The second, and perhaps more troubling result of the EPA rulemaking is that Congress is willing to abdicate its authority for developing carbon control regulations to an agency that doesn’t answer to the voters.

Senator Lisa Murkowski (R-Alaska), senior Republican on the Senate Energy and Natural Resources Committee, is also troubled by the recent actions of the agency and introduced a joint resolution on the Senate floor (S.J. RES.26) “disapproving a rule submitted by the Environmental Protection Agency relating to the endangerment finding.” The resolution has 40 cosponsors and was referred to the Committee on Environment and Public Works on January 21. Murkowski’s resolution, if approved by both houses and the president, would overturn the federal agency’s carbon rules. The EPA would also be prohibited from issuing “substantially the same” regulations unless Congress enacts legislation authorizing it to do so.

To be sure, the chances that the Senate will approve the resolution and President Obama will sign it are close to nil. Yet, there is method to the madness. Bringing the resolution to the floor of the Senate for a vote forces each senator to go on record on the subject of carbon controls. Obviously, the Republican minority (now 40 votes with the recent election of Scott Brown in Massachusetts) will vote as a block to approve the resolution, but it also places moderate Democrats in a bind, especially those who represent coal-producing or coal-electricity-using states and are facing tough reelection campaigns in the fall. Because the resolution is “privileged” under Senate rules, Murkowski’s resolution requires only 51 votes. Are there another eight or nine Senate votes possible from Democratic senators up for reelection?

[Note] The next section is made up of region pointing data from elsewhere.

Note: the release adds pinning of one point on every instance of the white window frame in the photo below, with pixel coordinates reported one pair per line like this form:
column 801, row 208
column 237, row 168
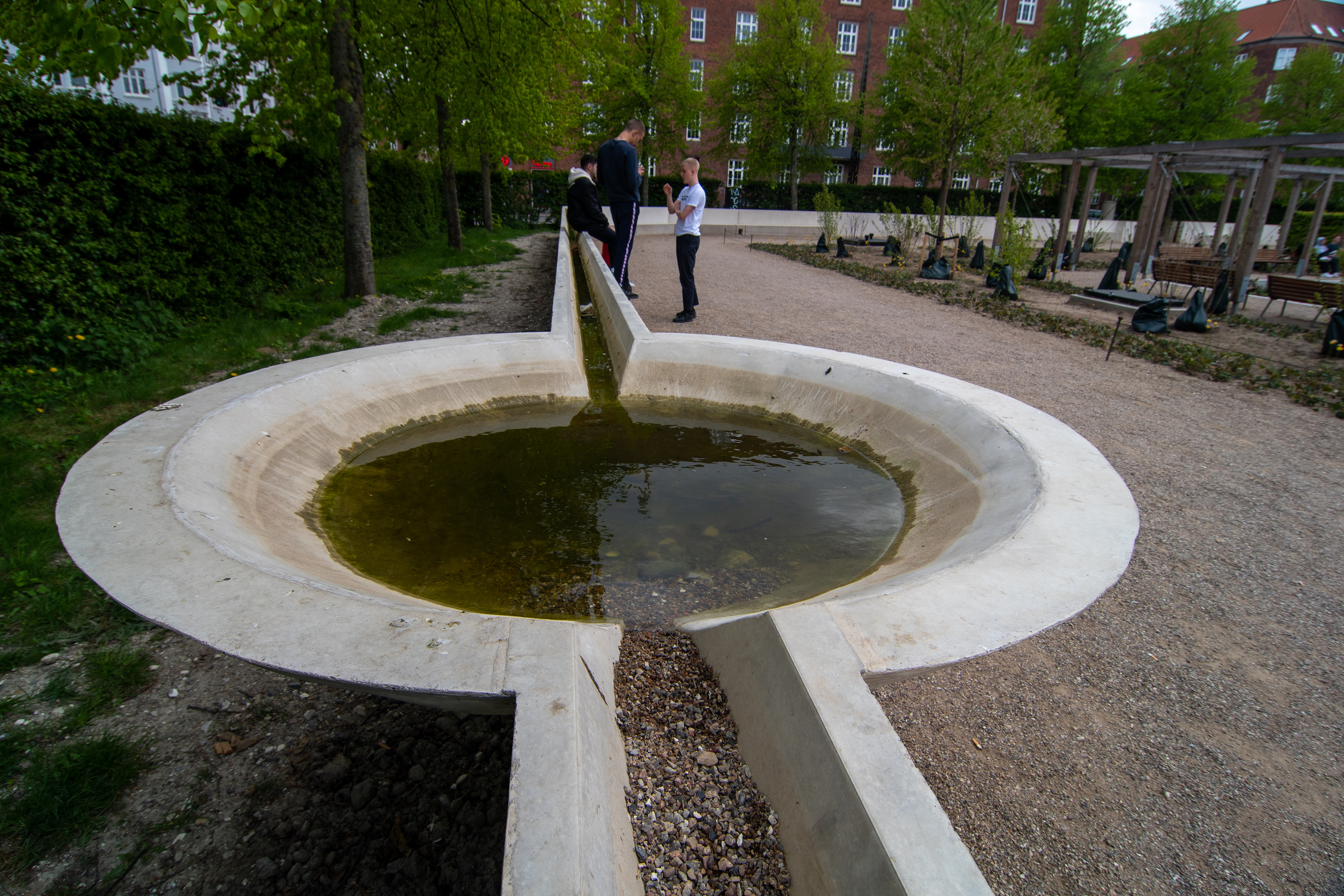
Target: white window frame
column 741, row 131
column 132, row 80
column 847, row 38
column 844, row 86
column 746, row 27
column 737, row 172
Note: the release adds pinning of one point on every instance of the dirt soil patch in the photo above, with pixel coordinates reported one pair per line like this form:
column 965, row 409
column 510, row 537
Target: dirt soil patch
column 1183, row 734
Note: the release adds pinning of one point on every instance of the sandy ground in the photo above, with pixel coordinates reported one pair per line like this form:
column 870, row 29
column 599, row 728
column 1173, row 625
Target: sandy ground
column 1183, row 734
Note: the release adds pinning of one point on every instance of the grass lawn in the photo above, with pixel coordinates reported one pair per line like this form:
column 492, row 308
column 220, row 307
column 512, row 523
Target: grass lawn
column 46, row 603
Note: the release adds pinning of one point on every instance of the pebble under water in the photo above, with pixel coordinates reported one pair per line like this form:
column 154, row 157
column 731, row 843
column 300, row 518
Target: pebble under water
column 600, row 515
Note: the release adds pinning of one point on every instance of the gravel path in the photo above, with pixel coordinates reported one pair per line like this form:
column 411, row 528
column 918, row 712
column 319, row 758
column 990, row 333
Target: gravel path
column 1182, row 735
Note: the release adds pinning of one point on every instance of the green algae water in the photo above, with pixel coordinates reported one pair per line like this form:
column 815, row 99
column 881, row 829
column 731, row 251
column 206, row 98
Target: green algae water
column 593, row 513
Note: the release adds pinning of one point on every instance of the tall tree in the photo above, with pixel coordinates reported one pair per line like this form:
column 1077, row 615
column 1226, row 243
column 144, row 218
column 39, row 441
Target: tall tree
column 1307, row 97
column 638, row 70
column 956, row 80
column 1077, row 50
column 1186, row 84
column 780, row 92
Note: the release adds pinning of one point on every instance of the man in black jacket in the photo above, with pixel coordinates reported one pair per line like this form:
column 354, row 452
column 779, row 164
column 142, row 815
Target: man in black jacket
column 620, row 171
column 585, row 214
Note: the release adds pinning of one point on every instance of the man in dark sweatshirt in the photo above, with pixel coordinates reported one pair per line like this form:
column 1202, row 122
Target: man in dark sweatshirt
column 585, row 213
column 620, row 171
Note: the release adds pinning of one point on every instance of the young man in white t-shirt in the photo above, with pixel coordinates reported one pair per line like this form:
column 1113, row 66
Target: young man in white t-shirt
column 689, row 209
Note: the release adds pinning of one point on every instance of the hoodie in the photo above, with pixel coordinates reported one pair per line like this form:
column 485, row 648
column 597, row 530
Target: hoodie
column 585, row 210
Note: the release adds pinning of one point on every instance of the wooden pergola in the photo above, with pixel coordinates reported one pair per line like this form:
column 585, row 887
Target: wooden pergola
column 1258, row 163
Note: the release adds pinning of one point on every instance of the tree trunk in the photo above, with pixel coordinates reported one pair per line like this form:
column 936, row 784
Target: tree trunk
column 349, row 73
column 487, row 213
column 449, row 175
column 793, row 168
column 943, row 203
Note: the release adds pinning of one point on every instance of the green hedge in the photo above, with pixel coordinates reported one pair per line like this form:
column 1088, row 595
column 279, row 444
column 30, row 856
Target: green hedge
column 120, row 226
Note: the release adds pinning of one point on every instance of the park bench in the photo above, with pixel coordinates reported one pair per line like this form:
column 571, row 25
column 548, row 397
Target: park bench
column 1310, row 292
column 1185, row 275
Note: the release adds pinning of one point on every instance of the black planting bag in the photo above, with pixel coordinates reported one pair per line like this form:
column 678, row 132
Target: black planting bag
column 1151, row 318
column 978, row 263
column 1334, row 345
column 1194, row 319
column 939, row 269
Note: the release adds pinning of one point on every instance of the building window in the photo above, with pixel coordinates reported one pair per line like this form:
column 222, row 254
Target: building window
column 135, row 84
column 847, row 38
column 697, row 23
column 746, row 27
column 844, row 86
column 741, row 129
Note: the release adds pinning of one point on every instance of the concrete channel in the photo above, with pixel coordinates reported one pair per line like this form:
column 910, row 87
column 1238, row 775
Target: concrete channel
column 194, row 517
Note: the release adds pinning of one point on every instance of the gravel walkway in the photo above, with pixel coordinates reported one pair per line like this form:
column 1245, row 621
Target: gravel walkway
column 1182, row 735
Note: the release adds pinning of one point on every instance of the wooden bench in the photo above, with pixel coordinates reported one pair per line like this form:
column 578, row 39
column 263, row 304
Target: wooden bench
column 1185, row 275
column 1310, row 292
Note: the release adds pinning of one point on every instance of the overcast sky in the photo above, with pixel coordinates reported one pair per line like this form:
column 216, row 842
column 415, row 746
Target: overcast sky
column 1143, row 14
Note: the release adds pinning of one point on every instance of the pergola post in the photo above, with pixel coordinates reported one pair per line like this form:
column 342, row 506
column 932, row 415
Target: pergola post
column 1295, row 194
column 1151, row 189
column 1256, row 224
column 1244, row 211
column 1003, row 207
column 1222, row 213
column 1316, row 224
column 1066, row 210
column 1082, row 214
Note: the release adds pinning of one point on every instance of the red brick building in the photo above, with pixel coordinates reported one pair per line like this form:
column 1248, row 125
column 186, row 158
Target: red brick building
column 862, row 30
column 1273, row 33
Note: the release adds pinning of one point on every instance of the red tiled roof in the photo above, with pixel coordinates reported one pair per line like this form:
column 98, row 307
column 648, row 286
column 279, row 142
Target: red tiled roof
column 1283, row 21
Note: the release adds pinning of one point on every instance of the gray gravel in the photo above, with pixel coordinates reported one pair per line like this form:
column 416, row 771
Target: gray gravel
column 1182, row 735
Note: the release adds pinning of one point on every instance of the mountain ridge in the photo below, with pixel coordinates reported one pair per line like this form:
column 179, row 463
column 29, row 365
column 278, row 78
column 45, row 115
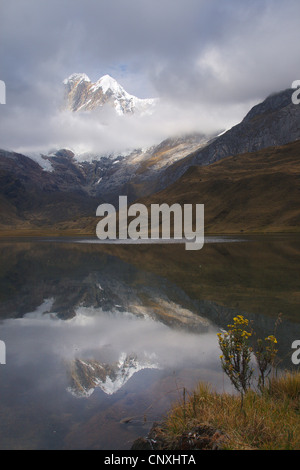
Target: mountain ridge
column 83, row 95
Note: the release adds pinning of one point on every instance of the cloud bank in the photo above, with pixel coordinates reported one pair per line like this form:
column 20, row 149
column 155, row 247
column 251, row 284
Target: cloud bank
column 208, row 61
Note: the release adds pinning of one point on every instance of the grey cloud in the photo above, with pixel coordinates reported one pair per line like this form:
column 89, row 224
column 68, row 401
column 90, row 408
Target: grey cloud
column 209, row 62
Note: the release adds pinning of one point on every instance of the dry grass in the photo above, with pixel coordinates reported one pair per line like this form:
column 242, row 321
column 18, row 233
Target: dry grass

Murkowski, during her floor speech introducing the resolution, said that Congress never intended to use the Clean Air Act to address global warming. Rather, climate change is such a contentious issue that it must be addressed through legislation rather than with EPA “command-and-control” regulation. “As the EPA moves closer and closer to issuing those regulations, I continue to believe that this command-and-control approach is our worst option for reducing the emissions blamed for climate change,” she said. “I also believe that with so much at stake, Congress must be given the time to develop an appropriate and more responsible solution.”

Poor Track Record

The EPA’s air emissions rule track record over the past decade is abysmal, and I expect the rule to crumble under the most cursory judicial review. The Clean Air Interstate Rule, issued in March 2005, was remanded by the D.C. Circuit Court in July 2008 (although left in place until the EPA could finalized a replacement rule). The EPA told the court that a new rule would take about two years to prepare. The Clean Air Mercury Rule, also issued in March 2005, was vacated by the same court in February 2008. The EPA has stated that a new rule will be issued by November 16, 2011. In sum, regulating NOx, SO2, and mercury emissions that have direct and definable health effects has taken the EPA a decade to get right (from the beginning of the technical analysis period through the final rulemaking).

Let’s sum up: The EPA continues to commit the same rulemaking mistakes with its recent carbon rules—based on poor science, undefined health effects, and illegal “tailoring”—as it has with CAIR and CAMR, and Congress is unable to reach a consensus on regulating carbon (and is not likely to this election year). That’s no change I can live with.

—Dr. Robert Peltier, PE is COAL POWER’s editor-in-chief.